The latest Entrepreneurial Thought Leaders podcast features David Heineimeier Hansson’s talk Unlearn Your MBA which he gave to a room full of MBA students.
Both Hansson and Lanier have contributed to the “free” culture but both are also critical of it. Hansson says he has benefited greatly from open source software and make his Ruby on Rails framework open source as a way to contribute back to the open source community. But he is also scathingly critical of businesses that think they can make money by giving everything away.
Lanier was an early critic of intellectual property rights but has reversed his original position. He says he’s an empiricist and that data have convinced him he was dead wrong. He now says that the idea of giving away intellectual property as advertising bait is unsustainable and will have dire consequences.
Giving away content to make money indirectly works for some businesses. But it’s alarming that so many people believe that is the only rational or moral way to make money if you create intellectual property. Many people are saying things such as the following.
- Musicians should give away their music and make money off concerts and T-shirts.
- Authors should give away their books and make money on the lecture circuit.
- Programmers should give away their software and make money from consulting.

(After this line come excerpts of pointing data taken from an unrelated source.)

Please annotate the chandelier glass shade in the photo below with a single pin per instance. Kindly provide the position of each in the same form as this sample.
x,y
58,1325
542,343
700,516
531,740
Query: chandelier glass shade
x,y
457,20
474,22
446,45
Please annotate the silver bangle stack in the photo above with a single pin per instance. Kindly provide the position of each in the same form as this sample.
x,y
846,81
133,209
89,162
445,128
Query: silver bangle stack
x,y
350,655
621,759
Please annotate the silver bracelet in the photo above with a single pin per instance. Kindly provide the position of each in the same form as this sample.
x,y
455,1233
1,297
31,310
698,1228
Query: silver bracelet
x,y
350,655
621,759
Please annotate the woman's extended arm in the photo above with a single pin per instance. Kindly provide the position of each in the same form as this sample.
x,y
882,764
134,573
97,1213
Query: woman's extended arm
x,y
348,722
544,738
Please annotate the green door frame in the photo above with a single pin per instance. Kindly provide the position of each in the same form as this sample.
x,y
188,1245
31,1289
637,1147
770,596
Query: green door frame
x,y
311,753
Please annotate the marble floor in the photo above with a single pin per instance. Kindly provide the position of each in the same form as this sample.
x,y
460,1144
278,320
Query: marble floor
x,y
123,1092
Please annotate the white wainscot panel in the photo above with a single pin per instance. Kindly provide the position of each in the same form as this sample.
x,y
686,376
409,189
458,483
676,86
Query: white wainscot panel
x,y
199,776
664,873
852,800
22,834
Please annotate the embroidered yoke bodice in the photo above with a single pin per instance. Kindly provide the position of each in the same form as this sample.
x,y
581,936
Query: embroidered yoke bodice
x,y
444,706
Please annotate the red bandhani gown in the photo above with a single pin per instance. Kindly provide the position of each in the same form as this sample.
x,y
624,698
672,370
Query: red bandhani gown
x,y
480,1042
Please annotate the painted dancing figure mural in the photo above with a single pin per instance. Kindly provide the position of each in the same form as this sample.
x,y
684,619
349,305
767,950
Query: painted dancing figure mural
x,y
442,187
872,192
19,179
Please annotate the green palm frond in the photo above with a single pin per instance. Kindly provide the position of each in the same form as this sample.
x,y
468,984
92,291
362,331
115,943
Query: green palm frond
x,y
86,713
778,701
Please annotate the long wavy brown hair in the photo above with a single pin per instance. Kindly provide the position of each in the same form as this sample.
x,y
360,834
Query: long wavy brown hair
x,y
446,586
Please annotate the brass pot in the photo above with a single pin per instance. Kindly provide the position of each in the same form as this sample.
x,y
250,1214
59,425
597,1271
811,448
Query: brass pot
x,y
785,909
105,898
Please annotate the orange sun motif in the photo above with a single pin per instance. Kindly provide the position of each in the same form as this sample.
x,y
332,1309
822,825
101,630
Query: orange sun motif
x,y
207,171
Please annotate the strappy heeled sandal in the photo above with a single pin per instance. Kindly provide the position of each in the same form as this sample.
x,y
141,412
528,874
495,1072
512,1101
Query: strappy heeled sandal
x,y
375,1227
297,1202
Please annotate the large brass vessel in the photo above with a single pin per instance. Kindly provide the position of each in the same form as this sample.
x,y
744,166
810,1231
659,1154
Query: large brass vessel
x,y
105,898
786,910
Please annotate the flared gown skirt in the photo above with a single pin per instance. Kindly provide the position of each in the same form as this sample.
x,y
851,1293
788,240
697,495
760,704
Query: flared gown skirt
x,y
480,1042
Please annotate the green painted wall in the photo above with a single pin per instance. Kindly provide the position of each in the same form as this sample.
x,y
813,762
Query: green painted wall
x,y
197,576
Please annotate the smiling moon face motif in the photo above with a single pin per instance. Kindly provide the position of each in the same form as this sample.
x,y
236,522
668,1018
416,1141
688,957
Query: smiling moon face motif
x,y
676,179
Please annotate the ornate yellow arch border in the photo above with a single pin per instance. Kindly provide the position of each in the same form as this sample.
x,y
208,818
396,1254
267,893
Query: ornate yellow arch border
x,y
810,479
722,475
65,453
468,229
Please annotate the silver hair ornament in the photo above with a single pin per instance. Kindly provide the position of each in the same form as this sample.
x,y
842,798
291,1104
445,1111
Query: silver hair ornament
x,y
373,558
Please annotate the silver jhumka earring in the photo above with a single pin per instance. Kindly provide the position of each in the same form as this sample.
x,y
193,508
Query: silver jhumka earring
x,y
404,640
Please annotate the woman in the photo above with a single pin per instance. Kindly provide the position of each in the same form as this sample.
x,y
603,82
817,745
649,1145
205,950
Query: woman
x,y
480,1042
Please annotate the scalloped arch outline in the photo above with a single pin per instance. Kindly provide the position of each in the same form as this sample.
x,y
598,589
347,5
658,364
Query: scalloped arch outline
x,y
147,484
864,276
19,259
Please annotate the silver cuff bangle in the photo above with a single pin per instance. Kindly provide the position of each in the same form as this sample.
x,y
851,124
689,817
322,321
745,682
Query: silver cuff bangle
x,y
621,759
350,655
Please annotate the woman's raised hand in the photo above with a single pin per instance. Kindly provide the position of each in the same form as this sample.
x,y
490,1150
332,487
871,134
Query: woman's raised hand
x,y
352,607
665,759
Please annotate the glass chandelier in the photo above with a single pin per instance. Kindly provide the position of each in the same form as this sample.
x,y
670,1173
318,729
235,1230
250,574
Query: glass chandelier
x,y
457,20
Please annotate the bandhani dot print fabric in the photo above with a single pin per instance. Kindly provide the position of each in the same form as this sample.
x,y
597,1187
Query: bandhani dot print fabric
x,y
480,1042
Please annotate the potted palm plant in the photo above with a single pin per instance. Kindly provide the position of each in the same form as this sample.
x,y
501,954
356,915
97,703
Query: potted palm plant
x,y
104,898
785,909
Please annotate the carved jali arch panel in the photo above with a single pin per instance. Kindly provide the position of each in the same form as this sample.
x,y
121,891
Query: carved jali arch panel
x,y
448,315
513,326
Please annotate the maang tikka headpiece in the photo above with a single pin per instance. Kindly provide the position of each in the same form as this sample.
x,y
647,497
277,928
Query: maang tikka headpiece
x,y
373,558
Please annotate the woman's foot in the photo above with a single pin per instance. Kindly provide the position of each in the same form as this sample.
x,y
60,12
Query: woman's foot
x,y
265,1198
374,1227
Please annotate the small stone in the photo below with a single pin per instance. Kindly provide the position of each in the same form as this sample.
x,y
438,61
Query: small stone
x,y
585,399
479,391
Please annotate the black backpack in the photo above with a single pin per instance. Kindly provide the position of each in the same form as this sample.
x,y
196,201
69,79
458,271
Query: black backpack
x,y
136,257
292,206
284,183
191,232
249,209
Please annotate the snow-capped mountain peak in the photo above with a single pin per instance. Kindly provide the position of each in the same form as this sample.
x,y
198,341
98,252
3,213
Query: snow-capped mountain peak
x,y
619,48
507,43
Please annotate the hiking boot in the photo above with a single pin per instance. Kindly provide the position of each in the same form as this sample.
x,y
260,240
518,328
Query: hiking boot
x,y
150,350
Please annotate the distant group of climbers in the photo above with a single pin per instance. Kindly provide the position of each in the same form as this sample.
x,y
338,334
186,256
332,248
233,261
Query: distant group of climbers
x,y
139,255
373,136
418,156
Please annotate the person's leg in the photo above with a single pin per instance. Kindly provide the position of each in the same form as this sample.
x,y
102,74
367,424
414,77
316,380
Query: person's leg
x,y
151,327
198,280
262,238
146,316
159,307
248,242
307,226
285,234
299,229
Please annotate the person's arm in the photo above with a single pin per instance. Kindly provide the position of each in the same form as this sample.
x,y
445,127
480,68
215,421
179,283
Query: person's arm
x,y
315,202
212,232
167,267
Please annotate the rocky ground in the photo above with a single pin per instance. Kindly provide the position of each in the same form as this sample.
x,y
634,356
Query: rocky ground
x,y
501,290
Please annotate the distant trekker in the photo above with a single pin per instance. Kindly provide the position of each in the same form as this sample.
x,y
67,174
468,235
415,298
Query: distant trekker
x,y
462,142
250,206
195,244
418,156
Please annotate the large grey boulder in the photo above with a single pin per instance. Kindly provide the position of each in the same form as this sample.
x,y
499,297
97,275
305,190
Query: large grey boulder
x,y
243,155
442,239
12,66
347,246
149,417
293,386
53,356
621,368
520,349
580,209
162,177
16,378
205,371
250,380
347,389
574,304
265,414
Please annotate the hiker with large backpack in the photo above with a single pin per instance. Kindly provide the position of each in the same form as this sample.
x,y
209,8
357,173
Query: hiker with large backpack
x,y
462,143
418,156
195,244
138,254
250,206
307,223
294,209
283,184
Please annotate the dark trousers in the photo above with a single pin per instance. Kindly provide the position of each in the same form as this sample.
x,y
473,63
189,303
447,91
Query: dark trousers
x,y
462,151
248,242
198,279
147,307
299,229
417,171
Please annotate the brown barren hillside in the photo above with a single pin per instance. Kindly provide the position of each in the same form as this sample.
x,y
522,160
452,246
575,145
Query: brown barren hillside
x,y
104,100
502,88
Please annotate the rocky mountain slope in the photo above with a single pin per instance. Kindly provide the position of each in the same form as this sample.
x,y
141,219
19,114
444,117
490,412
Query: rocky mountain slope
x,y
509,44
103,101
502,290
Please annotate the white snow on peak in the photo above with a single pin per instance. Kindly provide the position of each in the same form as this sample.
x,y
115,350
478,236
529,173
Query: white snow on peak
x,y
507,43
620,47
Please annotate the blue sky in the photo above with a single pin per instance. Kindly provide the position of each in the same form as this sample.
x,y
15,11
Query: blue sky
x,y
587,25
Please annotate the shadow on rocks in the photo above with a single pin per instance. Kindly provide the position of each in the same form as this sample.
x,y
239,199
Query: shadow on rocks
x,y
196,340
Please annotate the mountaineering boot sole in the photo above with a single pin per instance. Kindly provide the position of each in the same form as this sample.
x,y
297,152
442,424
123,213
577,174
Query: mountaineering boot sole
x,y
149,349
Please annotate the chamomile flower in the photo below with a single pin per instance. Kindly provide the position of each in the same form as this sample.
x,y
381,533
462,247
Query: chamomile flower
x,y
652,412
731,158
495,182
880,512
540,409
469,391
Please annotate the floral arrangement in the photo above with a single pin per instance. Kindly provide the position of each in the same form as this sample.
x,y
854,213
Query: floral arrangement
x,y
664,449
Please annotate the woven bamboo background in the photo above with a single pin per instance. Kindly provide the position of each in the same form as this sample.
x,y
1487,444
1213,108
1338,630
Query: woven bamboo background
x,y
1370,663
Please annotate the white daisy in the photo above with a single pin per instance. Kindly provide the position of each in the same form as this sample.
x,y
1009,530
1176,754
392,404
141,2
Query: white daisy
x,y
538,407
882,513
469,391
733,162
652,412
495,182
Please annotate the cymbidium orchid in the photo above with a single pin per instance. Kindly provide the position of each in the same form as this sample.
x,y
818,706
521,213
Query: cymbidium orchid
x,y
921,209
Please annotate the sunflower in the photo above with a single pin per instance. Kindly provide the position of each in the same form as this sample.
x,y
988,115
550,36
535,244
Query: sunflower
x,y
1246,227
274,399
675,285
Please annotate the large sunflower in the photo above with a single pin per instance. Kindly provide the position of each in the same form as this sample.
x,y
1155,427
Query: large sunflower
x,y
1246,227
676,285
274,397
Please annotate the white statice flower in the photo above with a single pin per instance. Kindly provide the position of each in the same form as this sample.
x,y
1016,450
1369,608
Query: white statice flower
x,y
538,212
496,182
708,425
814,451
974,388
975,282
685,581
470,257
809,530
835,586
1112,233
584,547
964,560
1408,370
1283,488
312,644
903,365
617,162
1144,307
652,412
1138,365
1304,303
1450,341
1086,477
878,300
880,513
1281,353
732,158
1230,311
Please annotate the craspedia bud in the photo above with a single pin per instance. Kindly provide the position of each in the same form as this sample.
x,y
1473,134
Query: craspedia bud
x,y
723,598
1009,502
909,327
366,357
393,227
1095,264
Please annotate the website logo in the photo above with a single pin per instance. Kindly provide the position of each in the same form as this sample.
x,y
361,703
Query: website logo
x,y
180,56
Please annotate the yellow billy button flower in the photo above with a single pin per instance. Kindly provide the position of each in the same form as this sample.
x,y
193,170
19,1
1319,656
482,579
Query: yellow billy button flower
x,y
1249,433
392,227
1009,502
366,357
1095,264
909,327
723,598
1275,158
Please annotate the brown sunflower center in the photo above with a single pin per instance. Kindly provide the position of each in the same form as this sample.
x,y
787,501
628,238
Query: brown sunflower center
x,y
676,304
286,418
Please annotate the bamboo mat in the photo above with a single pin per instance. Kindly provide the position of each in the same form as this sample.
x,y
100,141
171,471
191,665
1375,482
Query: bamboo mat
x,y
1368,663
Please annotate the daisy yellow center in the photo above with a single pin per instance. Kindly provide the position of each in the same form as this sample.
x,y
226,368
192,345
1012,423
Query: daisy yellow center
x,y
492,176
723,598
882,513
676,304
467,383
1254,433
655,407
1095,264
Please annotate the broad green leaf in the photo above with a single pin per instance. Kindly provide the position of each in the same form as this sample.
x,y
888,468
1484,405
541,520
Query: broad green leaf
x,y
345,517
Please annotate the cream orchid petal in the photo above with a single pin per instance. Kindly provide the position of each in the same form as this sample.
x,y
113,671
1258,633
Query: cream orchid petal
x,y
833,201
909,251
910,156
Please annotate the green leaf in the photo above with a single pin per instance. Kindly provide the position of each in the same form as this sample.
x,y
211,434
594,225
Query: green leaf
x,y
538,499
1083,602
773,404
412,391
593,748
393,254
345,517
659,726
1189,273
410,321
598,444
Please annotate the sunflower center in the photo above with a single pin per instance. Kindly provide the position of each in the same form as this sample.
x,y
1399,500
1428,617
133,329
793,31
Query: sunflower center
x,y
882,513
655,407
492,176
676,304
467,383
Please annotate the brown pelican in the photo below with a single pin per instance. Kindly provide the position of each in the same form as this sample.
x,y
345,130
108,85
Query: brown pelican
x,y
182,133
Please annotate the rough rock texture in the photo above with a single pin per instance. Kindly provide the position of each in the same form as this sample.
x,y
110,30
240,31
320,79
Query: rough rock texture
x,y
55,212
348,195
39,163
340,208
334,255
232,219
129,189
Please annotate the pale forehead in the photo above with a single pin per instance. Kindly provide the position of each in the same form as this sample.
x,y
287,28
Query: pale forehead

There’s an anti-intellectual thread running through these arguments. It’s a materialistic way of thinking, valuing only tangible artifacts and not ideas. It’s OK for a potter to sell pots, but a musician should not sell music. It’s OK for teachers to make money by the hour for teaching, but they should not make money from writing books. It’s OK for programmers to sell their time as consultants, and maybe even to sell their time as a programmers, but they should not sell the products of their labor. It’s OK to sell physical objects or to sell time, but not to sell intellectual property.